Figure 4. (10) Activation of carbon dioxide by a
bidentate catalyst for the conversion to methane or methanol.

Also, by using a metal-based system, five-membered
cyclic carbonates can be generated with an insertion of carbon dioxide into
activated epoxides (9).

Figure 5. (9) Metal-based system including carbon
dioxide to increase the rate of carbon dioxide incorporation.  

 

Capture
of Carbon Dioxide with Amine

One of the most important reactions concerning
carbon dioxide is carbon dioxide capture from the air by using amines. As the
consumption of fossil fuels has increased, accumulated carbon dioxide in the
atmosphere is one of the more pressing concerns of mankind due to its effect on
climate change and ocean acidification. Thus, carbon dioxide management is a
challenging issue of the present age. According to Loker Hydrocarbon Research
Institute and Department of Chemistry of University of Southern California, a
possible pathway of direct carbon dioxide capture from air through use of amine
was discovered. Aqueous solutions of primary and secondary amines are proved to
be used as large-scale capture carbon dioxide from industrial streams with
their ability to chemisorb acidic gases like carbon dioxide. It is great way to
recycle carbon dioxide captured from the air, which in turn can be converted
into useful materials and fuels. 

Figure 6. (11) Reaction of carbon dioxide with
amines

 

Summary

Carbon dioxide exhibited similar solvent properties
of hydrocarbon solvents. It seemed to be a good solvent for many non-polar low
molecular weight compounds and fluoropolymers, but not as good for higher
molecular weight polymers. Supercritical carbon dioxide, which did not show
significant difference in polarity compared to that of liquified carbon dioxide,
could be regarded as a good organic solvent due to its advantages over the carbon
dioxide with its gas and liquid-like properties.
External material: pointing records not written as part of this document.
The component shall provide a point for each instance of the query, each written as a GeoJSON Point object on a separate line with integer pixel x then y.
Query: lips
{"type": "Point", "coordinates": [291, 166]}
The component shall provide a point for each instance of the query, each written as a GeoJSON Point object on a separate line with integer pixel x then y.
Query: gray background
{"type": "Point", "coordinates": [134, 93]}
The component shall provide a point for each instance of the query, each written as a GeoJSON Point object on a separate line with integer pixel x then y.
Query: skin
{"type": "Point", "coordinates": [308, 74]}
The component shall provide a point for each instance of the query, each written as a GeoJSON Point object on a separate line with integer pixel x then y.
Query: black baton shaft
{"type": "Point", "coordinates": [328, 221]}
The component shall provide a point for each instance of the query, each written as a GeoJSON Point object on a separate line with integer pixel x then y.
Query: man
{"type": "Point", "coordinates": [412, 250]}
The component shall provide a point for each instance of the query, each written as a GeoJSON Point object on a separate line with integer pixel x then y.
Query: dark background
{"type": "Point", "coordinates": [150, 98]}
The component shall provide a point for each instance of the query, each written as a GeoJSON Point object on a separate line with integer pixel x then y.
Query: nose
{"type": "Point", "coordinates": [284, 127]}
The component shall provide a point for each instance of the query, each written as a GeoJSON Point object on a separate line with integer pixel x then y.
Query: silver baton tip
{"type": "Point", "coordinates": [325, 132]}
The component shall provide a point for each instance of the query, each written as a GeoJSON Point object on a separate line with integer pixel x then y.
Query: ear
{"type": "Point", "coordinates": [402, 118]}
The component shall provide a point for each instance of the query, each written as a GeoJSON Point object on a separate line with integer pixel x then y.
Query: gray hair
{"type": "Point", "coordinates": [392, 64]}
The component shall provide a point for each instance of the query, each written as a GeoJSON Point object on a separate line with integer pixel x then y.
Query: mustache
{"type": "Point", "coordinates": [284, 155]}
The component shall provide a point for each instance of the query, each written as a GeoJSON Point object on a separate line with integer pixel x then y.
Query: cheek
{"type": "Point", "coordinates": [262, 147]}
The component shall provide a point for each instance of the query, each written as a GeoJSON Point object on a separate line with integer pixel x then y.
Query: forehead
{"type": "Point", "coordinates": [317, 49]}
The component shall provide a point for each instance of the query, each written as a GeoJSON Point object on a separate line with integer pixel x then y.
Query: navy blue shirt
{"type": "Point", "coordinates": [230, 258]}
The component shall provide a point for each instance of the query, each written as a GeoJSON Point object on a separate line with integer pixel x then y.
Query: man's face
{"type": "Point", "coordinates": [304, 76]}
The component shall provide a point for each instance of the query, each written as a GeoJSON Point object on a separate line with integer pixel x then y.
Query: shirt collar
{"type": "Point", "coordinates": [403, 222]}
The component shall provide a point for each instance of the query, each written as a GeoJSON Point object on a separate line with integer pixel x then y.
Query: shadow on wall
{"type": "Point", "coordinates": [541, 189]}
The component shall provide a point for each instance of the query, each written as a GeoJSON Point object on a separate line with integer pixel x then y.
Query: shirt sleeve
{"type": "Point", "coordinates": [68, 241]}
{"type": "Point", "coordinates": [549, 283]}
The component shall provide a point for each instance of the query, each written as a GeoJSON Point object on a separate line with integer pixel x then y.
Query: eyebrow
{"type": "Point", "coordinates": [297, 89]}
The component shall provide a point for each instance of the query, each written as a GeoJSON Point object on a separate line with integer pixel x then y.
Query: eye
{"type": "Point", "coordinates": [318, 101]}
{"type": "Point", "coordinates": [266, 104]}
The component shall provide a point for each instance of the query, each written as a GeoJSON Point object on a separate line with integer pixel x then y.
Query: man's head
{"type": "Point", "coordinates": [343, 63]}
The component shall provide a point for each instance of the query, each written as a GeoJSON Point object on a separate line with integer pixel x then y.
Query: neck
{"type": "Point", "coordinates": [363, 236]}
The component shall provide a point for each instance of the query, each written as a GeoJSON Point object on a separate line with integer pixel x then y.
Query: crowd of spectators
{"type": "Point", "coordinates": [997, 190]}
In other words, supercritical
carbon dioxide can be act as a great hydrocarbon solvent with unique properties
such as its compressibility, which can cause low surface tension and viscosity,
and low polarizabilty. However, despite its advantages, carbon dioxide is a
relatively inert molecule as a reactant, and possesses a high energy barrier,
meaning that catalysts or metal-based reagents that can increase the rate of
incorporation are required. One of the most important reactions with carbon
dioxide is the capture of carbon dioxide with amines, where carbon dioxide is
“captured” from the atmosphere and recycled into useful materials and fuels.